A mistake. But a corrected mistake. Using Victor Watts had been an uncontrollable moment of fury. Talking to him before his test had always been nice. Pity because he seemed perfect for the ultimate experiment.
Taking a job at the Veterans Affairs Hospital eighteen months ago had been a moment of brilliance. Her father’s attorney had used very little energy to convince the owner of a pathetic little box of a house on Denley Drive to sell. She would have preferred to continue living in the five-star hotel. Her parents could afford it. Instead, her parents insisted things would be better if she didn’t.
At least the new house had a specific and organized place designed to meet her more than rational needs. And if she wasn’t allowed to drive, walking across the parking lot to the Dallas Area Rapid Transit station was at least convenient. The last time she’d met with her father’s attorney, he joked how fitting it was that the two stores nearby were a pharmacy and second-hand shop. He’d laughed at her.

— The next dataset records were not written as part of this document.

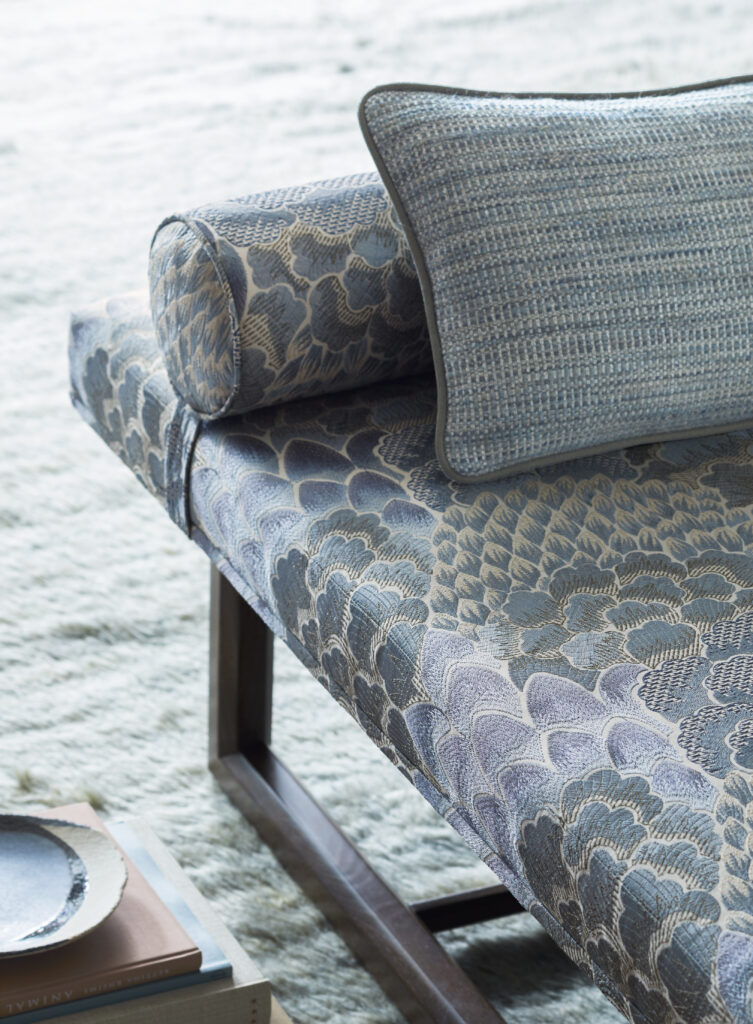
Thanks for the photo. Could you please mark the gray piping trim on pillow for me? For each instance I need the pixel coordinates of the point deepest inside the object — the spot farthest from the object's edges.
(427, 289)
(183, 432)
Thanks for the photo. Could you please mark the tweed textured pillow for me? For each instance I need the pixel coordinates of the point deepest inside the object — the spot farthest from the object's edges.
(286, 294)
(586, 264)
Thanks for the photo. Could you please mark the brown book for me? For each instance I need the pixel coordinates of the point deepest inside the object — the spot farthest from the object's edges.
(139, 942)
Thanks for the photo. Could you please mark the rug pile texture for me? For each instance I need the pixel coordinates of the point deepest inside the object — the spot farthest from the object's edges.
(113, 116)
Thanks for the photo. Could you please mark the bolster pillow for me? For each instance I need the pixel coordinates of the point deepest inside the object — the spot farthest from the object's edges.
(287, 294)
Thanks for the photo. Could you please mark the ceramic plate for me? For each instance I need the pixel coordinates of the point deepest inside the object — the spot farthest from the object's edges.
(57, 881)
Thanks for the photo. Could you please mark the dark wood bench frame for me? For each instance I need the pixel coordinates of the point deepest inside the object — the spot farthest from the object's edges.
(391, 939)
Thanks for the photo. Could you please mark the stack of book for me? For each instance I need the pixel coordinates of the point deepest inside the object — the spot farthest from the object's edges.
(154, 957)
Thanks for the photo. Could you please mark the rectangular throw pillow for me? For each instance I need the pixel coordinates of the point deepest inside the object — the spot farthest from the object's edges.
(586, 263)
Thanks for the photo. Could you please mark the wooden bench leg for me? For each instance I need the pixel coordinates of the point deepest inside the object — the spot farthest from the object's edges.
(392, 940)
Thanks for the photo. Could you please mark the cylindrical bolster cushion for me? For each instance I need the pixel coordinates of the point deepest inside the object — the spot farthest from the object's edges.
(286, 295)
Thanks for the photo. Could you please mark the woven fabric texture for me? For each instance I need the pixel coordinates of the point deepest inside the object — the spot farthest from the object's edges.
(560, 662)
(287, 294)
(586, 263)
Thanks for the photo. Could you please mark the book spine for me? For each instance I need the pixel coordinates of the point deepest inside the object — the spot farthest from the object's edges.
(42, 998)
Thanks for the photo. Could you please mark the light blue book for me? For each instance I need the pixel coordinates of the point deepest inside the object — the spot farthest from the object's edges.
(214, 964)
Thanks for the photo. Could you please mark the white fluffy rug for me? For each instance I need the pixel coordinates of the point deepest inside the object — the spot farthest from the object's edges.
(111, 118)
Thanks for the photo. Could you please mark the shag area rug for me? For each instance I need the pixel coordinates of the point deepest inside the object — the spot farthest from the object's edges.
(111, 117)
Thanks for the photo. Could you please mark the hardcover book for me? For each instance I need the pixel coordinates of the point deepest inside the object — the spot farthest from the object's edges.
(141, 943)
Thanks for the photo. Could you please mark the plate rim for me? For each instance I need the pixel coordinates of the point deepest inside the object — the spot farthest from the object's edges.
(107, 887)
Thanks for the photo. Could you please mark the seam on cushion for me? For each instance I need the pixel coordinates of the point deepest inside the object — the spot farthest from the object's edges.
(232, 308)
(296, 646)
(182, 435)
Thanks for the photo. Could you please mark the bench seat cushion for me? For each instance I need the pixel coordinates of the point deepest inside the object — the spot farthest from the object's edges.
(561, 662)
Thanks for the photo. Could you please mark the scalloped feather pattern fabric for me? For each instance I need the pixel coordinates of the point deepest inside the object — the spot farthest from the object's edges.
(287, 294)
(560, 662)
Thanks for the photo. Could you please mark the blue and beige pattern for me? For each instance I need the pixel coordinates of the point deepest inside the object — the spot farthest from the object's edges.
(120, 387)
(287, 294)
(560, 662)
(586, 264)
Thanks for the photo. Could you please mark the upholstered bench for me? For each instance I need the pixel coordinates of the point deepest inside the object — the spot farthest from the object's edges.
(559, 657)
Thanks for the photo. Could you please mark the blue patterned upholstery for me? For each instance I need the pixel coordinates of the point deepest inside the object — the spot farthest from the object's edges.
(286, 294)
(586, 264)
(560, 662)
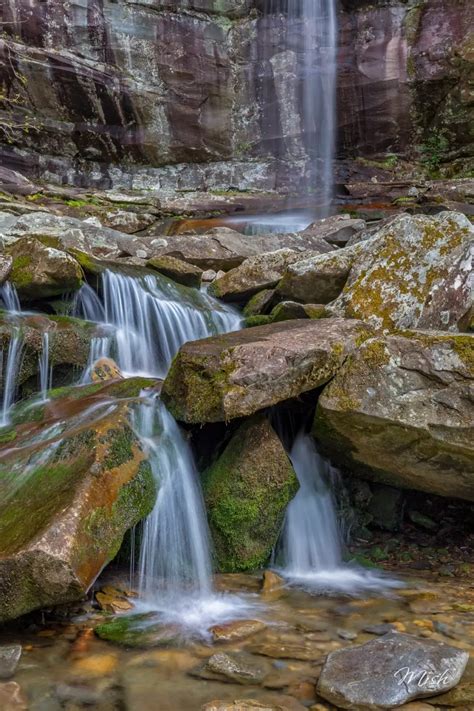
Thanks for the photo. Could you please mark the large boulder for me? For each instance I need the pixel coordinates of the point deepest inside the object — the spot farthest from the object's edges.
(247, 491)
(73, 479)
(414, 272)
(319, 279)
(263, 271)
(239, 373)
(177, 270)
(39, 271)
(400, 411)
(224, 249)
(390, 671)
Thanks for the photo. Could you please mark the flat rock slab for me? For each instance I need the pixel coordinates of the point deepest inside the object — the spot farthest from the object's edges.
(9, 658)
(389, 672)
(237, 374)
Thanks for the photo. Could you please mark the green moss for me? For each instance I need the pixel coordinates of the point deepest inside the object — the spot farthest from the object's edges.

The light rail arrived to take her down Lancaster Road. The job was mundane, her social life nonexistent, but it was all worth it for her research.
The Veterans Affairs Hospital gave her the subjects she needed. Broken, easily manipulated men who had the strength and the wherewithal to perform the necessary duties. Ha. Duties. They had the strength to fulfill the experiment Dr. Roberts wrote would never come to fruition.
The doctors were wrong. Everyone was wrong.
Perfection in death was possible.
So close. So so close.
Moving from this venue would be difficult. But working with this group of men and women was coming to an end.
Changing a variable in last week’s test would be interesting today. The small amount of excitement she could feel recharged her with purpose.
“Hi, Abby,” Dalia said from reception. “Looks like we have a full day of appointments. You’re going to be busy.”
“Wonderful.” She’d practiced the good-morning smile and mimicked the intonation most used when they were excited for their day. The smile that continued on Dalia’s face indicated that Abby had managed to keep her voice free of sarcasm.
She picked up the charts as she did every morning and took them to their small, efficient office. There were tapes ready to be transcribed and yes, a full day of veterans checking in for their sleep studies. The private at eight o’clock would be perfect. According to the notes in Simon Evans’s chart, he didn’t have a history of violence, but she could change that.
She could definitely change that.
Simon arrived right on time. Abby prepped him for his EEG and then the technician applied the nodes to begin the procedure. No one could connect her to the actual study, which was in a sleep lab, on a different floor, on different days. No one at the shorthanded Veterans Hospital ever questioned her competent help.
The electroencephalogram monitored brain waves while a patient slept. It set up a baseline and then monitored the volunteers throughout the sleep studies.